MANILA — A Philippine government consultant has quit following disagreements on how to proceed with peace negotiations to end nearly 50 years of Maoist rebellion in the country.
Francisco “Pancho” Lara Jr. stepped aside as chief of the government peace panel’s ceasefire committee, saying additional demands by President Rodrigo Duterte “torpedoed” certain areas of negotiations.
The committee led discussions on Duterte’s demand for a bilateral truce with the National Democratic Front of the Philippines (NDFP).
Lara acknowledged that the ceasefire was part of the president’s original agenda, but not the “localized” peace talks or the demand for communist leader Jose Maria Sison to come home from The Netherlands.
“I think those additional issues torpedoed the discussions of a ceasefire and the other reforms because then, the bar had been raised higher,” Lara told ABS-CBN News.
Lara said his decision to quit would allow Duterte’s new peace adviser, former military chief Carlito Galvez, to pick a new ceasefire chairman who “is trusted by the military and the president.”
“I chaired discussions on vital sections of the military and probably, they would like to take it on themselves,” said Lara, who relayed his decision to government peace panel member Hernani Braganza.

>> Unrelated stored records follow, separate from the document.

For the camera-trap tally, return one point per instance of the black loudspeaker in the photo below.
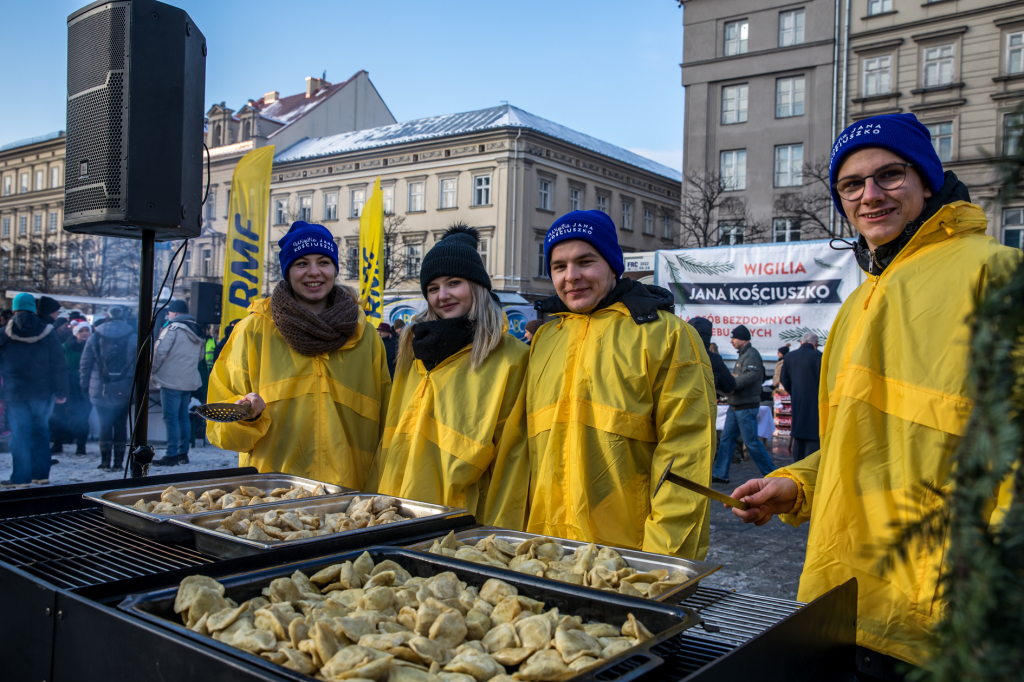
(205, 302)
(136, 81)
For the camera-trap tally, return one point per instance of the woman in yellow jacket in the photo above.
(311, 368)
(454, 421)
(894, 399)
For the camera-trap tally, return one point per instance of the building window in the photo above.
(416, 198)
(483, 248)
(449, 189)
(878, 76)
(879, 6)
(1013, 227)
(628, 216)
(735, 38)
(791, 28)
(788, 97)
(734, 103)
(544, 195)
(481, 190)
(938, 66)
(358, 199)
(414, 254)
(733, 170)
(1012, 124)
(352, 263)
(788, 162)
(785, 229)
(942, 139)
(1015, 53)
(331, 206)
(730, 231)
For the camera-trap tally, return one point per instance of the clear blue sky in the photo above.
(609, 69)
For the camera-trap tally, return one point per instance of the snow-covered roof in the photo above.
(504, 116)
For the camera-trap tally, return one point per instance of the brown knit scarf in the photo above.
(308, 333)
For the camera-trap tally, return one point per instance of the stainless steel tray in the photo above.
(118, 504)
(223, 546)
(642, 561)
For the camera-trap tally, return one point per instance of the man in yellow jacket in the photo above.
(615, 388)
(893, 399)
(312, 369)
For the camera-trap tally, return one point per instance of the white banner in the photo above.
(406, 308)
(778, 291)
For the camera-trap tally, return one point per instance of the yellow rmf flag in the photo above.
(246, 244)
(372, 256)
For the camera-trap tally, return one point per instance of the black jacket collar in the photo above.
(643, 301)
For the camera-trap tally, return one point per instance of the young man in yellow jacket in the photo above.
(615, 388)
(894, 399)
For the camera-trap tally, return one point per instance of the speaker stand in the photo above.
(141, 455)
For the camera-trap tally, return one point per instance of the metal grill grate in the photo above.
(79, 549)
(739, 617)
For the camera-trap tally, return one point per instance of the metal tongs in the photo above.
(224, 412)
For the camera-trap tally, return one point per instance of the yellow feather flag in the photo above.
(372, 255)
(246, 244)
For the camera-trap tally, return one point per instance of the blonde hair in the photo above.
(487, 320)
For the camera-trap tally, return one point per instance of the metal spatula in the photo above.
(224, 412)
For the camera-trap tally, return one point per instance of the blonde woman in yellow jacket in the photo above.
(454, 422)
(894, 399)
(312, 369)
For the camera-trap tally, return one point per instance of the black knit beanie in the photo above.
(455, 256)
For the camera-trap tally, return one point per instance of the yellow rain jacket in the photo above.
(325, 414)
(449, 430)
(893, 405)
(609, 402)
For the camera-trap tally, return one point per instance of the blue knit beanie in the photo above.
(595, 227)
(900, 133)
(304, 239)
(25, 302)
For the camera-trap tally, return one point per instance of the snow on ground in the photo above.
(81, 469)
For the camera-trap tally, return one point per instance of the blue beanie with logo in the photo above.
(304, 239)
(902, 134)
(595, 227)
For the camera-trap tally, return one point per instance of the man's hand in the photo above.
(766, 498)
(254, 401)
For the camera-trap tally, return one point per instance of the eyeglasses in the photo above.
(888, 177)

The government and NDFP peace panels earlier signed a June 8 stand-down agreement in preparation for an interim peace accord that was to be inked later that month.
The preliminary peace agreement was supposed to include a coordinated unilateral ceasefire, which was a step closer to a more binding bilateral deal.
But military officials cautioned Duterte against the stand-down agreement, doubtful that the rebels would keep their word.
The president then opted to review preliminary agreements signed by his peace panel.
“I know that based on my discussions with the military that they probably want something else rather than a ceasefire,” Lara said.
“I think they want to prosecute the war as it is happening right now.”
Government troops have intensified operations against the communist movement's armed wing, the New People’s Army, following Duterte’s order to “destroy” them, including the communist legal fronts.
The rebels stepped up attacks as well ahead of their unilateral ceasefire during the holidays.
Continued offensives by the NPA on government forces, despite ongoing peace talks, angered Duterte, who had been visiting slain or wounded troops.
The president’s insistence on a bilateral ceasefire as a demand for formal talks was a break from the “talk-and-fight” scenario, where the two sides would continue to negotiate even if their forces clashed on the ground.
“Puwedeng walang ceasefire pero tuloy ang negotiation. Pero 'yung wala nang ceasefire, wala pang negotiation, 'yun 'yung problema,” Lara said.
(It is ok to have no ceasefire but the negotiations continue. But to have no ceasefire and no negotiation, that's the problem.)
“I would rather that if you really cannot convince your groups on a ceasefire, then just go on with the negotiations even if there is no ceasefire.”